Des nématodes vivants vieux de 40’000 ans retrouvés dans la glace
Mais l’année dernière, l’équipe de Vishnivetskaya a annoncé une « découverte accidentelle » — une découverte impliquant un cerveau et un système nerveux — qui a bouleversé la compréhension des scientifiques concernant l’endurance biologique extrême.
Comme d’habitude, les scientifiques recherchaient des organismes unicellulaires, les seules formes de vie considérées comme viables après des millénaires enfermées dans le pergélisol. Ils ont placé l’échantillon congelé dans des boîtes de Pétri dans leur laboratoire, à température ambiante, et ont remarqué quelque chose d’étrange.
Parmi les bactéries et les amibes chétives, il y avait de longs vers segmentés avec une tête à un bout et un anus à l’autre — des nématodes. « Bien sûr, nous avons été surpris et très excités » déclare Vishnivetskaya. Faisant un demi-millimètre de long, ces nématodes étaient les créatures les plus complexes qu’aucun chercheur n’avait pu ramener à la vie après une glaciation aussi longue.
L’équipe a estimé qu’un des nématodes avait 41’000 ans — de loin le plus vieil animal vivant jamais découvert. Ce ver, qui vivait dans le sol sous les pieds de l’Homme de Néandertal, a été ramené à la vie en laboratoire sans effets secondaires notables. Les experts ont suggéré que les nématodes sont bien équipés pour supporter les millénaires d’emprisonnement dans le pergélisol.
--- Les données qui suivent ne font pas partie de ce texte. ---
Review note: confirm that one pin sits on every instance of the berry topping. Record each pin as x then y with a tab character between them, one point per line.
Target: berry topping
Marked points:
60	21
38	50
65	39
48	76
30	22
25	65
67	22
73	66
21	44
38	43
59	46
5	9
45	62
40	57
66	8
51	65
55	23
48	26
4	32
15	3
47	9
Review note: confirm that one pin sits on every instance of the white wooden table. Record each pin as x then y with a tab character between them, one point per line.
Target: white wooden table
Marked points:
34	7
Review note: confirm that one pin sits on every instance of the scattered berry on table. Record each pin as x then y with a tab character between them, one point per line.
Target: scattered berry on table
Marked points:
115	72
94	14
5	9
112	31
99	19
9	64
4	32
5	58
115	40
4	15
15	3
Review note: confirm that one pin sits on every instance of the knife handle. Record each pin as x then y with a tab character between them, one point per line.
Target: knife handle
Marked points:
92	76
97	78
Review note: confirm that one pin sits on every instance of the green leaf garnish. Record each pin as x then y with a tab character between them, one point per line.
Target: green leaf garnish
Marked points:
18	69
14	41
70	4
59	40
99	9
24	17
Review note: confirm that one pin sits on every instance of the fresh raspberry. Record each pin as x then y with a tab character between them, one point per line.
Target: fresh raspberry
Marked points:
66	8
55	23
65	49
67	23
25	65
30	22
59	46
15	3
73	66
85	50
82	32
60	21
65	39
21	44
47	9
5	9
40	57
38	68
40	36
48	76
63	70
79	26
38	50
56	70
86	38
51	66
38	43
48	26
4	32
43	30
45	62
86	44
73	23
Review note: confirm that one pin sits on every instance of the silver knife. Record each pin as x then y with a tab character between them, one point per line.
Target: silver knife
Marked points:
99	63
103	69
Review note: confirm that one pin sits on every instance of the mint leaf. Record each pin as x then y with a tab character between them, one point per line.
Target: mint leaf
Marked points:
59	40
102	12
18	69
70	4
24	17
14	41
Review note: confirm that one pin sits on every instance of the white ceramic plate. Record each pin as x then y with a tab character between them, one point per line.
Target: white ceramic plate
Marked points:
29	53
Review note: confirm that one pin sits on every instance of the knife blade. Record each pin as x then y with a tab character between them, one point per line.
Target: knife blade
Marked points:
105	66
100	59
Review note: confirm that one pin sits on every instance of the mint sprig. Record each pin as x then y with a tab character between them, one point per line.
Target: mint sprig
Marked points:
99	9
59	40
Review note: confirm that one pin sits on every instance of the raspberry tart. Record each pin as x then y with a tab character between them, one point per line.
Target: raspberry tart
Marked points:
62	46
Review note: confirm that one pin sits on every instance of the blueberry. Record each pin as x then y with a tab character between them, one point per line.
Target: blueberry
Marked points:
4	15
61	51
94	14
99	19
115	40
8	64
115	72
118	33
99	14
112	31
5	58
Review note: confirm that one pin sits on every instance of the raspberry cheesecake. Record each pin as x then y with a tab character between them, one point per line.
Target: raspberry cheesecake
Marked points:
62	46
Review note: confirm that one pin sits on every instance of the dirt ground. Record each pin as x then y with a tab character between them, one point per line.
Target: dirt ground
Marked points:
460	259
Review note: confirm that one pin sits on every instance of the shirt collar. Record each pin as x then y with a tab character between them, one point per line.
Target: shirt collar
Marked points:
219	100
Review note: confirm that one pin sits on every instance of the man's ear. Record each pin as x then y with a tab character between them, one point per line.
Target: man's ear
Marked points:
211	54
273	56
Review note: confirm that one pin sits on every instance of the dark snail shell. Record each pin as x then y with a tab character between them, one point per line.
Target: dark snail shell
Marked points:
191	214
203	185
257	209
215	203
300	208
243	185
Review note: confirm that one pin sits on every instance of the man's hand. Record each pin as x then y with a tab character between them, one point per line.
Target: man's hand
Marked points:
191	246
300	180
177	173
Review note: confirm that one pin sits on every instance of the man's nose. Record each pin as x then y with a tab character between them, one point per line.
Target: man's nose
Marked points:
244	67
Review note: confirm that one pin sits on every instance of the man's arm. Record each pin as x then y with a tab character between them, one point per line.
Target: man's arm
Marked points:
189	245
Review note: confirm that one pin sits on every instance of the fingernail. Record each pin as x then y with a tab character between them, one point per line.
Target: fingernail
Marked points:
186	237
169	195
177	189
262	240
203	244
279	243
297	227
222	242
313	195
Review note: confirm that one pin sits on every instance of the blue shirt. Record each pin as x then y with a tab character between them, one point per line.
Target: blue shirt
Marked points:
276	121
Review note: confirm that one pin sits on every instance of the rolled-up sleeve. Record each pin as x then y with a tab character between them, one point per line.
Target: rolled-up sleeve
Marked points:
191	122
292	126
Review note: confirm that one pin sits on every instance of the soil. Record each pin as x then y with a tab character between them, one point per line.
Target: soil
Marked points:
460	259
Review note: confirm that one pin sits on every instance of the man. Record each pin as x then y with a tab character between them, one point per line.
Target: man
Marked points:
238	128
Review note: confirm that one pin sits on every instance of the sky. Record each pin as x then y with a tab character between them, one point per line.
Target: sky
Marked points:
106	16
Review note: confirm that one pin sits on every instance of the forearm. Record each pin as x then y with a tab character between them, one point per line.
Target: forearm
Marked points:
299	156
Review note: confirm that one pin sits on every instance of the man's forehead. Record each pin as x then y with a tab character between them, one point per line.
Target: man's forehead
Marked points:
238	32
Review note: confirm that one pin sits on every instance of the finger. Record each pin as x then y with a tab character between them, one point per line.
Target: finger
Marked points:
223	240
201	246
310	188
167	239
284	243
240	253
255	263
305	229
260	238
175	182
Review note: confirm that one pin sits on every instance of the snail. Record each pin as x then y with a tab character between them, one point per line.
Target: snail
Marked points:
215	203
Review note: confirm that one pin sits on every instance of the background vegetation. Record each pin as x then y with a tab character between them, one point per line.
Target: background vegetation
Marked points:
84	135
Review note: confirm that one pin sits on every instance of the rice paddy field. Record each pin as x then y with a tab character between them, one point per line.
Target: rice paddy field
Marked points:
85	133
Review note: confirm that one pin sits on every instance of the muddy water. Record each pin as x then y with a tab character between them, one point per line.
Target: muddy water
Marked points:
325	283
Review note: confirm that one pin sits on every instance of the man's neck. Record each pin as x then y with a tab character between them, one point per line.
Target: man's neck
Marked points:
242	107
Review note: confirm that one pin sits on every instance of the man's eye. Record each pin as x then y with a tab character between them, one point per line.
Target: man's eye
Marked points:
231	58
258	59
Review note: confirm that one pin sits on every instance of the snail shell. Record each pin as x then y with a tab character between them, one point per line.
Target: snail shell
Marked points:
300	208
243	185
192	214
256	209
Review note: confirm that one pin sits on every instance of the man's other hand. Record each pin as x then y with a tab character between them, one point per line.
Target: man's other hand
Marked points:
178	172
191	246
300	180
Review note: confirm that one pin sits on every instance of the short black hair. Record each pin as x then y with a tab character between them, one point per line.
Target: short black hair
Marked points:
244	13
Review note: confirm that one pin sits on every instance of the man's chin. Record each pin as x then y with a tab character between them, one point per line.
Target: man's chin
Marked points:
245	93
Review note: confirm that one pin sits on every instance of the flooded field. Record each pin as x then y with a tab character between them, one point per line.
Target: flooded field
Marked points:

Endurance extrême des organismes : un atout pour la vie extraterrestre
« Ces animaux survivent à peu près à tout » déclare Gaétan Borgonie, expert des nématodes. Il explique que les nématodes sont omniprésents dans les divers habitats de la Terre. Borgonie a trouvé des communautés de nématodes fourmillantes à plus de 3 km de la surface de la Terre, dans des puits de mines en Afrique du Sud, avec très peu d’oxygène et une chaleur brûlante.
Lorsque les conditions environnementales se détériorent, certaines espèces de nématodes peuvent sombrer dans un état d’animation suspendue appelé le stade dauer — dauer signifiant durée en allemand — dans lequel ils cessent de se nourrir et développent un revêtement protecteur qui les protège des conditions extrêmes.
Vishnivetskaya ne sait pas si les nématodes que son équipe a retirés du pergélisol ont traversé les époques en stade dauer, mais elle a supposé que les nématodes pourraient théoriquement survivre indéfiniment s’ils étaient gelés de manière stable.
Borgonie considère l’endurance des nématodes dans un contexte cosmique. « C’est une très bonne nouvelle pour le système solaire » explique-t-il, estimant que ces exploits de survie pourraient laisser présager de la vie sur d’autres planètes. Ici sur Terre, de nombreuses espèces sont en voie d’extinction alors que les humains perturbent le climat mondial. Mais près des pôles en dégel, quelques organismes robustes révèlent une endurance incroyable.